Discovery of benzodioxane analogues as lead candidates of AIMP2-DX2 inhibitors

  • Bioorg Med Chem Lett. 2022 Oct 1;73:128889. doi: 10.1016/j.bmcl.2022.128889.
BoRa Lee 1 Dae Gyu Kim 2 Young Mi Kim 1 Sunghoon Kim 3 Inhee Choi 4
Affiliations

Affiliations

  • 1 Medicinal Chemistry, Institut Pasteur Korea, 16, Daewangpangyo-ro 712 beon-gil, Bundang-gu, Seongnam-si, Gyeonggi-do 13488, Korea.
  • 2 Medicinal Bioconvergence Research Center, Institute for Artificial Intelligence and Biomedical Research, College of Pharmacy & College of Medicine, Interdisciplinary Biomedical Center, Gangnam Severance Hospital, Yonsei University, Korea.
  • 3 Medicinal Bioconvergence Research Center, Institute for Artificial Intelligence and Biomedical Research, College of Pharmacy & College of Medicine, Interdisciplinary Biomedical Center, Gangnam Severance Hospital, Yonsei University, Korea. Electronic address: sunghoonkim@yonsei.ac.kr.
  • 4 Medicinal Chemistry, Institut Pasteur Korea, 16, Daewangpangyo-ro 712 beon-gil, Bundang-gu, Seongnam-si, Gyeonggi-do 13488, Korea.

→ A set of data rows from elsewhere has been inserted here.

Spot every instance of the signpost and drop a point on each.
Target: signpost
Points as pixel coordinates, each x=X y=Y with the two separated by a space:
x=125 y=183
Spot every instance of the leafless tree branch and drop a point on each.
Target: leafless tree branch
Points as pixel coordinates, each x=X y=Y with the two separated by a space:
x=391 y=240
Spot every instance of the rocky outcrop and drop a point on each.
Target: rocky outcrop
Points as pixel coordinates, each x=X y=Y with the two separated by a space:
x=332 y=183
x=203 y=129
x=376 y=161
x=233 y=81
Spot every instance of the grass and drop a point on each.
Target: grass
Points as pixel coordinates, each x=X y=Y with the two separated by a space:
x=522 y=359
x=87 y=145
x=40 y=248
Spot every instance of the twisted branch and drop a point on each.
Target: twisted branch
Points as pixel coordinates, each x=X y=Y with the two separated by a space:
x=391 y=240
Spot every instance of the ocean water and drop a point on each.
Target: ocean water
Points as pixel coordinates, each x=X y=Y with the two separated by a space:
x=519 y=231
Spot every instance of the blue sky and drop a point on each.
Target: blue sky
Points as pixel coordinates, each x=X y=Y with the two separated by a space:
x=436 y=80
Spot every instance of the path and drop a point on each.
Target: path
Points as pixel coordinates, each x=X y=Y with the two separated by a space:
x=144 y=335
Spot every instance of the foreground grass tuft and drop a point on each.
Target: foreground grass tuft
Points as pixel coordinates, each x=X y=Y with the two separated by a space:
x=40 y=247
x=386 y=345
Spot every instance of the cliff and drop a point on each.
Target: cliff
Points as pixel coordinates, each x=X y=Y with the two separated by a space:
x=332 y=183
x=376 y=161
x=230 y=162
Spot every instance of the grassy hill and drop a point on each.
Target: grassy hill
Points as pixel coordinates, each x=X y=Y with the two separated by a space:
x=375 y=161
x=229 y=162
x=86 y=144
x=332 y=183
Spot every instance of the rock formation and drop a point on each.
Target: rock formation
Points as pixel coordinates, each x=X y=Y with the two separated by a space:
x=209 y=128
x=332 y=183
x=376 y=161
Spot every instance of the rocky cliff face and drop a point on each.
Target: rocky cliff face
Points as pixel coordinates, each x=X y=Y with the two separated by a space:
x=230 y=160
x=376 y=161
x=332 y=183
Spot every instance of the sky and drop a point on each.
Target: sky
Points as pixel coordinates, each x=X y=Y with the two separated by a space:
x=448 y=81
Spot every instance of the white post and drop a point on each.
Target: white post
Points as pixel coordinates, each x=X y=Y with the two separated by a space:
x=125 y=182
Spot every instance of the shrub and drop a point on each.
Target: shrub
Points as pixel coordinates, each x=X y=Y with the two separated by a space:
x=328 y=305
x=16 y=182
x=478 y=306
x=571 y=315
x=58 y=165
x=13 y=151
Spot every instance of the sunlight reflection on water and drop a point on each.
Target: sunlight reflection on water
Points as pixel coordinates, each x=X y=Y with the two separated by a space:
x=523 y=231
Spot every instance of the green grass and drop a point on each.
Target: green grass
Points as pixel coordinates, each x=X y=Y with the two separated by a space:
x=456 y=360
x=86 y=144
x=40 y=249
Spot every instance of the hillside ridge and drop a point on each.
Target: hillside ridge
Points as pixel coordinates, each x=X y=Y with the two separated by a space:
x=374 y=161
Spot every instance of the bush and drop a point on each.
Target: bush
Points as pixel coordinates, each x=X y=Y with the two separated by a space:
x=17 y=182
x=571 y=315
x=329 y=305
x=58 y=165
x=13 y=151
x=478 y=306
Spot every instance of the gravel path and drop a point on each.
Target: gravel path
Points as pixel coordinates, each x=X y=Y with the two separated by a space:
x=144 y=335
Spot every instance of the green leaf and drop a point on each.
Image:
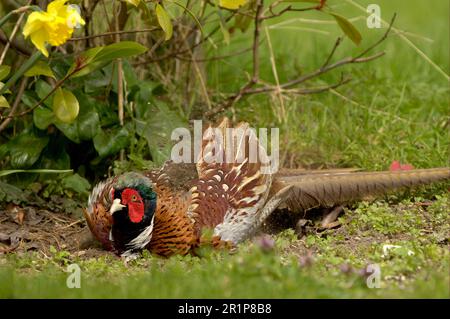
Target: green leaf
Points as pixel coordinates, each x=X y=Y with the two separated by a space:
x=77 y=183
x=111 y=142
x=25 y=149
x=119 y=50
x=4 y=71
x=42 y=89
x=65 y=106
x=40 y=68
x=4 y=102
x=10 y=193
x=164 y=21
x=34 y=171
x=156 y=126
x=348 y=28
x=43 y=117
x=88 y=125
x=69 y=130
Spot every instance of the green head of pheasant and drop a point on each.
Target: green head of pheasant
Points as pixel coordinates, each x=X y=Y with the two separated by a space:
x=121 y=212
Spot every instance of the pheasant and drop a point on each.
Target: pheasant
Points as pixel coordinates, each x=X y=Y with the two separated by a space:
x=167 y=210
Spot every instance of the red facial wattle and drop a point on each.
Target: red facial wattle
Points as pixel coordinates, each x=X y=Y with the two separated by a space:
x=136 y=211
x=133 y=200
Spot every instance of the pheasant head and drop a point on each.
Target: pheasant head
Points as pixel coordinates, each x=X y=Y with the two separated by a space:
x=121 y=212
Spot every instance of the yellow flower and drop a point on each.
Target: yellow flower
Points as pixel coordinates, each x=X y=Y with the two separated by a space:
x=232 y=4
x=54 y=26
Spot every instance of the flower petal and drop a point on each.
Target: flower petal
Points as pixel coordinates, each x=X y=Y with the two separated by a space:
x=35 y=22
x=39 y=39
x=55 y=6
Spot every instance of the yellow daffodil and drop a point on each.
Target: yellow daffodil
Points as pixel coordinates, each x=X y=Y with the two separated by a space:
x=232 y=4
x=54 y=26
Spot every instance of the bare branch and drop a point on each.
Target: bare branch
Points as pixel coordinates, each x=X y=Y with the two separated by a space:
x=22 y=86
x=326 y=67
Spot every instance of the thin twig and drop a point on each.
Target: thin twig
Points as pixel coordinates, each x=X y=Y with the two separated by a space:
x=326 y=67
x=57 y=86
x=106 y=34
x=13 y=34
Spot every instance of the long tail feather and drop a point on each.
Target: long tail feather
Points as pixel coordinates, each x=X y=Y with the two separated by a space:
x=303 y=192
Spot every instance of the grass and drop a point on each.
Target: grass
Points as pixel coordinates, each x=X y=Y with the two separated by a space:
x=396 y=108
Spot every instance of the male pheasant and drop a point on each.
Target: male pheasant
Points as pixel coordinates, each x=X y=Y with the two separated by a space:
x=166 y=210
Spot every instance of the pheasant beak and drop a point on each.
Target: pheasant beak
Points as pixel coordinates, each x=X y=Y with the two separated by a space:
x=116 y=206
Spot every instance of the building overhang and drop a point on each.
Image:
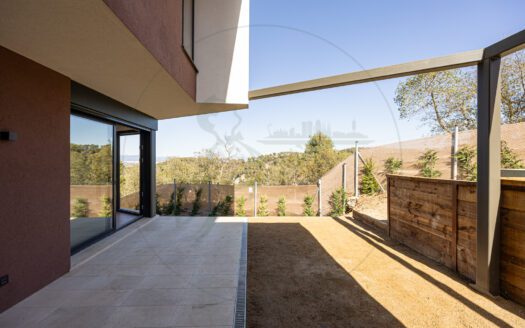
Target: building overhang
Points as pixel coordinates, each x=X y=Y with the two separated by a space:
x=87 y=42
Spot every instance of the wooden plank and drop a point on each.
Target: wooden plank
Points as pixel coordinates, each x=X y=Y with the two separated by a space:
x=467 y=193
x=513 y=200
x=423 y=221
x=462 y=59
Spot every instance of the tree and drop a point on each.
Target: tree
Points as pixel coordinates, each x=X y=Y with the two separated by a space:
x=443 y=100
x=513 y=87
x=320 y=156
x=338 y=202
x=369 y=184
x=308 y=206
x=80 y=208
x=223 y=207
x=281 y=206
x=393 y=165
x=466 y=157
x=509 y=159
x=196 y=202
x=449 y=98
x=262 y=209
x=241 y=210
x=427 y=163
x=106 y=211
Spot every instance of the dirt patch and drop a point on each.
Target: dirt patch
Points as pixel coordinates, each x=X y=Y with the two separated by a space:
x=323 y=272
x=375 y=206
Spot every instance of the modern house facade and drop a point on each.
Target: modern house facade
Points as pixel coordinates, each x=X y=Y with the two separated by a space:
x=82 y=86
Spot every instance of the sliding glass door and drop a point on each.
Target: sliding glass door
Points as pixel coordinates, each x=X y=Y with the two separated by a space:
x=129 y=171
x=106 y=180
x=91 y=170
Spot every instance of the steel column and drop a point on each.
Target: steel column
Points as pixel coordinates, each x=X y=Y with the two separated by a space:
x=489 y=176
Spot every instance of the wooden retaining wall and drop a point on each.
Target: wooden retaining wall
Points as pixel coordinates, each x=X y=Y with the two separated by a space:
x=437 y=218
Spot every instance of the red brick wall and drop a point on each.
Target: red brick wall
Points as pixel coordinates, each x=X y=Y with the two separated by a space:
x=34 y=176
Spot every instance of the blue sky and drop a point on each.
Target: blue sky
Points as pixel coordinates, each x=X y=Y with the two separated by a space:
x=294 y=40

Electronic address: inhee.choi@ip-korea.org.
Abstract

Aminoacyl-tRNA Synthetase (ARS) interacting multifunctional protein2 (AIMP2) plays a vital role in protein synthesis. However, a splicing variant in which the second of the four exons of AIMP2 is deleted, inhibits the tumor suppression activity of AIMP2. Herein, we describe our discovery of series of potent AIMP2-DX2 inhibitors that are targeting lung Cancer. Optimization of series using ligand-based drug design strategy led to discovery of compound 35, a potent AIMP2-DX2 inhibitor that is the most efficacious in H460 and A549 cells. This benzodioxane series may represent good starting points for further lead optimization of the identification potential drug candidates for the AIMP2-DX2 targeted treatment of lung Cancer.

Keywords

AIMP2-DX2; Ligand-based drug design; Lung cancer; SAR.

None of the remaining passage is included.